第1部 cm級GPS衛星測位…実験のための基礎知識
第1章 ドンドン広がる実用化!高精度cm級GPS測位ワールド
第2章 cm級高精度のためのGPS/GNSS受信機
Appendix1 L1/L2/L5/L6と呼ばれるGNSS周波数帯の使い分け
第3章 測位性能を大きく左右するGNSSアンテナ入門
第2部 標準GPSとは別モノ…cm級測位の原理と「基準局」
第1章 標準的なGPSで位置が計算できるメカニズム
第2章 基準局によるcm級測位・基準局いらずのcm級測位
第3章 cm級のスタート地点…基本「RTK」GPS衛星測位
Appendix1 観測で得られる座標「今期」と地図の座標「元期」
第3部 はじめての「基準局いらず」…かんたんcm級測位CLAS
第1章「基準局いらず=単独」でかんたん!cm級衛星測位CLASのしくみ
第2章 cm級測位演算ソフトウェアCLASLIB入門
第3章 実際のcm級CLAS測位システムを見てみる
第4部 かんたんcm級衛星測位CLASキット実験
第1章 かんたんcm級衛星測位CLASキットmosaic入門
第2章 かんたんcm級衛星測位CLAS&3周波キット実験
第3章 みちびきCLAS信号対応300ドル受信機TAU1302キット
第4章 実測CLAS信号から仮想的な基準局データを計算
第5章 計算した仮想基準局データによるcm級RTK測位
第5部 cm級の基本RTK GPS測位ZED-F9Pキット実験
第1章 2周波RTK受信機ZED-F9P活用マニュアル
第2章 ラズパイと定番F9PキットでRTK基準局を作る
第6部 現実解!ネットでつなぐRTK測位入門
第1章 ケータイでつなぐ「基準局いらず」!ネットワーク型RTK測位のしくみ
第2章 M5Stackマイコン用F9Pキット…ネットワーク型RTK実験
第7部 別の基準局いらず…高精度測位MADOCA
第1章 みちびきが提供する高精度測位MADOCA入門
第2章 基準局いらず…みちびきのCLASとMADOCAの実力感
Appendix1 衛星測位をフルモデリング! 高精度測位MADOCA
第8部 高精度測位レベルアップ技術
第1章 性能を決める電波技術…マルチパスとその対策
第2章 自動運転のキモ…途切れないGPS測位
   *
 第1部の第1章には、高精度cm級GPS測位ワールドでは低価格化と高性能化が進んでいるとして、次の記述がありました。
「(前略)GNSS(注:Global Navigation Satellite System)を使って、数cmから数十cm程度の精度で受信機位置を求める高精度GNSS測位技術が開発され、改良されてきました。
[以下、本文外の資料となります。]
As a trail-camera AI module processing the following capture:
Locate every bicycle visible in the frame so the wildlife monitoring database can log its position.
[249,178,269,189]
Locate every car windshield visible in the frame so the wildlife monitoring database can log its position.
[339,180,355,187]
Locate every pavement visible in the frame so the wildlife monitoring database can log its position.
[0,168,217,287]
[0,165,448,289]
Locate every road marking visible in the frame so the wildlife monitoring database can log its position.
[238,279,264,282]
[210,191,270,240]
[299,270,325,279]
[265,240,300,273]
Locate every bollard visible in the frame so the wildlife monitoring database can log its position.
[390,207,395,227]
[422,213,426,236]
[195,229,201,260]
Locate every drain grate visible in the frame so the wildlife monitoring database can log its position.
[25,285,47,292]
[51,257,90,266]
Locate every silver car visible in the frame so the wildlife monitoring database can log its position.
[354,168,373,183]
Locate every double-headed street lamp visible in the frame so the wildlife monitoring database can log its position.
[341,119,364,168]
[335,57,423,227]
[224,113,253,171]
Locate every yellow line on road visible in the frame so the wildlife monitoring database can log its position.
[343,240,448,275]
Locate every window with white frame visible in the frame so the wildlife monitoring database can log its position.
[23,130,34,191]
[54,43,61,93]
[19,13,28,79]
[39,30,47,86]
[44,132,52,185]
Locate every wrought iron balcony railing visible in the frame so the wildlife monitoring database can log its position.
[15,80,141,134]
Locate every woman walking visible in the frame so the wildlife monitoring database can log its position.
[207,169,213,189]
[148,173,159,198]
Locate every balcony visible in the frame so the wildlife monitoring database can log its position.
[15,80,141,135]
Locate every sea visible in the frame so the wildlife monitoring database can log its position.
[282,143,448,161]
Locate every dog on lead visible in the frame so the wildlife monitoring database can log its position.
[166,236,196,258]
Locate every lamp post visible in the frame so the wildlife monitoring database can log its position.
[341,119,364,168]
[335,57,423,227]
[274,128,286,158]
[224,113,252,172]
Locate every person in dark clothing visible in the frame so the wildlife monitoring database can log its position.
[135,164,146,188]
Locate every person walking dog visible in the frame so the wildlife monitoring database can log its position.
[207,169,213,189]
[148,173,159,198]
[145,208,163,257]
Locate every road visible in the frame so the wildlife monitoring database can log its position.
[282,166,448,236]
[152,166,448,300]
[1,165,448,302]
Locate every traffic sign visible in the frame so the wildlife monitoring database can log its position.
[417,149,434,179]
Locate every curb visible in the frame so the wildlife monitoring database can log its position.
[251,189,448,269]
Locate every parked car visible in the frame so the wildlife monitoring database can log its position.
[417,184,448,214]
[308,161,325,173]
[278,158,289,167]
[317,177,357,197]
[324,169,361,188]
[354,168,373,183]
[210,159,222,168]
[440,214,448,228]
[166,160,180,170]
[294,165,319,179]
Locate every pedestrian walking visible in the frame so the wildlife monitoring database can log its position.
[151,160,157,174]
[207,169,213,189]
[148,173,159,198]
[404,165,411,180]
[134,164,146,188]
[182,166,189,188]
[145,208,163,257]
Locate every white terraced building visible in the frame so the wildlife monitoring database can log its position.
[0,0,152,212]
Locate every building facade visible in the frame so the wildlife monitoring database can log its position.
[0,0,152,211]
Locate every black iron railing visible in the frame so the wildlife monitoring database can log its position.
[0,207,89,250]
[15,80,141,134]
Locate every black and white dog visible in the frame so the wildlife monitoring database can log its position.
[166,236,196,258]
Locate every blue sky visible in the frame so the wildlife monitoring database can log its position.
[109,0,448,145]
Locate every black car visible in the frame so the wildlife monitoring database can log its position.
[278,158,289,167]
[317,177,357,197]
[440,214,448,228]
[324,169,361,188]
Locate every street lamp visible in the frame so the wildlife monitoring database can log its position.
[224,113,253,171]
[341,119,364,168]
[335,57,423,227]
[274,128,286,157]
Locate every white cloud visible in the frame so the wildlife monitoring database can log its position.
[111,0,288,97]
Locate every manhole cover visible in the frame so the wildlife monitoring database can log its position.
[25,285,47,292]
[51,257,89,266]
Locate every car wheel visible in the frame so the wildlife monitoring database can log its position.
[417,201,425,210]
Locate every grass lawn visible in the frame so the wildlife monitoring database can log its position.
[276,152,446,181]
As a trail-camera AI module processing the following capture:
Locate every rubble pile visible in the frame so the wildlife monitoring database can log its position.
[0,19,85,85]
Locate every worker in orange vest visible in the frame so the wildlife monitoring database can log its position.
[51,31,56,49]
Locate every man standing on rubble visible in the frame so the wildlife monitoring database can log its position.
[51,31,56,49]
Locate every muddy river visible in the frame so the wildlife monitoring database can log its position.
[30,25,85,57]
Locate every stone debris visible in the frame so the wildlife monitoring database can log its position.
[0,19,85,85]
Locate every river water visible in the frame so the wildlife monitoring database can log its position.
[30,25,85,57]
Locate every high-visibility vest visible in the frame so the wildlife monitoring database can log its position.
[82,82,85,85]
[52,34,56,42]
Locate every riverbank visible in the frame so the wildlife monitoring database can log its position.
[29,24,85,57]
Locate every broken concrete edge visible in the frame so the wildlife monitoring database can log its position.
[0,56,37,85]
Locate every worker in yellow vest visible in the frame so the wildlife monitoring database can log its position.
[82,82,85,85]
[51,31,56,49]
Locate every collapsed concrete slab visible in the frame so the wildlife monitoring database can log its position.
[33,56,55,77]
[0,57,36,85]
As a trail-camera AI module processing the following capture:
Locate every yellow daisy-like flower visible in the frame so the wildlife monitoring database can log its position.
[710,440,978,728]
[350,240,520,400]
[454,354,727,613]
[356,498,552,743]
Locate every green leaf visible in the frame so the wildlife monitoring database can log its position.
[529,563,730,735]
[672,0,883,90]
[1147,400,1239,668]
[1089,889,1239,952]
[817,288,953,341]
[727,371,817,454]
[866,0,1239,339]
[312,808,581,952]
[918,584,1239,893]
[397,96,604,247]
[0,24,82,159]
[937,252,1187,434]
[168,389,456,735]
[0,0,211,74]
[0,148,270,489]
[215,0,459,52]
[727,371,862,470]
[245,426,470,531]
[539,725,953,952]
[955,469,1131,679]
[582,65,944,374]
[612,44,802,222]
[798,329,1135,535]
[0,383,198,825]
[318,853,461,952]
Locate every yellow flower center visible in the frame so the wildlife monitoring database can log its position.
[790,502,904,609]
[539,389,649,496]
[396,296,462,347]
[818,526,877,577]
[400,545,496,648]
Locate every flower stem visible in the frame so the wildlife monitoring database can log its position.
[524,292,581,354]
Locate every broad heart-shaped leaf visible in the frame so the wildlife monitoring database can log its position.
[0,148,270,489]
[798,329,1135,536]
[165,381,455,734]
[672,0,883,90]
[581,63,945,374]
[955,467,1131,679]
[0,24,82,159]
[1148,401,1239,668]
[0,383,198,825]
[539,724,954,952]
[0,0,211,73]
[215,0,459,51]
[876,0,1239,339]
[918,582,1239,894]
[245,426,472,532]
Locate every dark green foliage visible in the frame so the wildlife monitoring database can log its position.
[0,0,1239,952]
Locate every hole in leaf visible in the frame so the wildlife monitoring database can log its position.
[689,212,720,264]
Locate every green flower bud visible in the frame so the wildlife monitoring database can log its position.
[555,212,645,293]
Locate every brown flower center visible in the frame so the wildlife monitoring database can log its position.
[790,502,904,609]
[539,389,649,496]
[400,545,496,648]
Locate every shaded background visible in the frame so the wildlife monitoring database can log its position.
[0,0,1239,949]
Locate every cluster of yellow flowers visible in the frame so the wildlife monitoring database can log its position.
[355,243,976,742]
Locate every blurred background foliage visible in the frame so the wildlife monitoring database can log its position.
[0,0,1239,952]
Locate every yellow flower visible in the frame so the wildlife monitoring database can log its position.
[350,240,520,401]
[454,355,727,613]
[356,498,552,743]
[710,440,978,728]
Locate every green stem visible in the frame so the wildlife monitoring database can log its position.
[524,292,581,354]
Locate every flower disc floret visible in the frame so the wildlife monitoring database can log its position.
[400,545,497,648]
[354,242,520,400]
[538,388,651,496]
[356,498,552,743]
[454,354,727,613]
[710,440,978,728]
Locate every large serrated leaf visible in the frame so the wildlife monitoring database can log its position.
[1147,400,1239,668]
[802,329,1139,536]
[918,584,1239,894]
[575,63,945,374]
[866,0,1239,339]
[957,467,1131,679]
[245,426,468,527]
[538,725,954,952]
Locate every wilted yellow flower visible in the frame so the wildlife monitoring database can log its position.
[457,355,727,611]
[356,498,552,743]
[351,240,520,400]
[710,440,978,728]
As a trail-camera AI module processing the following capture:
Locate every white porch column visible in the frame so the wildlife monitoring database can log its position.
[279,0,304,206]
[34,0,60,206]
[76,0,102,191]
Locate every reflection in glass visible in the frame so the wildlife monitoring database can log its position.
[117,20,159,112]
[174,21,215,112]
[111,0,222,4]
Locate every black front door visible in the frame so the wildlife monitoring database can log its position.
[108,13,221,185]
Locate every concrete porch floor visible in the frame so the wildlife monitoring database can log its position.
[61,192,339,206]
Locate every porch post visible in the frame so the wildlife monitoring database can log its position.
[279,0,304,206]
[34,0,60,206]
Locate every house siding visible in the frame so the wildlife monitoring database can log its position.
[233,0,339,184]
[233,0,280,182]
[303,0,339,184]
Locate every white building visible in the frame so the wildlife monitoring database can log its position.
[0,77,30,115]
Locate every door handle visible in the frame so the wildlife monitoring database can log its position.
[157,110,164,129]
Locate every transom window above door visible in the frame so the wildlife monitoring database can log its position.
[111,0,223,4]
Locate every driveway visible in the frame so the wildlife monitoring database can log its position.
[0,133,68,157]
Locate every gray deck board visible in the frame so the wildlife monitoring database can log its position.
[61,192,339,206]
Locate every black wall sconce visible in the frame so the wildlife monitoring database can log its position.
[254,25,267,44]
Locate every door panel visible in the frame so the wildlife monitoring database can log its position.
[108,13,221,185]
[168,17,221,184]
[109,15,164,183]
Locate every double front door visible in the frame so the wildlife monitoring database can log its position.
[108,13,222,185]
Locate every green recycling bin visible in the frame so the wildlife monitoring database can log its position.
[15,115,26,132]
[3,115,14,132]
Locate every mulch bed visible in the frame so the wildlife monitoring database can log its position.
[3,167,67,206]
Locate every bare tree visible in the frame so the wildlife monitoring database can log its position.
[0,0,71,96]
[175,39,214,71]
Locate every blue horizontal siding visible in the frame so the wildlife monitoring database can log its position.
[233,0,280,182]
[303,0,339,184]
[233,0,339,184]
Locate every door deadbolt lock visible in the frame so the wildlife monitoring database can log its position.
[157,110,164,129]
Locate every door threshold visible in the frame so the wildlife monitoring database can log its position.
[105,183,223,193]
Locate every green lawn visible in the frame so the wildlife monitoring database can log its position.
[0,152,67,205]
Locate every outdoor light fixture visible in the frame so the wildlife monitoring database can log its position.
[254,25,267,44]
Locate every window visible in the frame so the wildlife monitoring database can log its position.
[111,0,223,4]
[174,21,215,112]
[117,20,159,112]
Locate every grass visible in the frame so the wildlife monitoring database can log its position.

このうち、現在最も普及している測位方式がRTK(Real-time Kinematic)です。(中略)
 数年前からこれらの機器の低価格化が進み、例えば十年前に数百万円以上した受信機とほぼ同等の機能・性能をもったものが、現在では十万円前後で手に入るようになってきました。」
 ……実際に本書の最後のページでは、「センチメートル衛星評価測位キット」として12万円ぐらいのものが数種類紹介されていました。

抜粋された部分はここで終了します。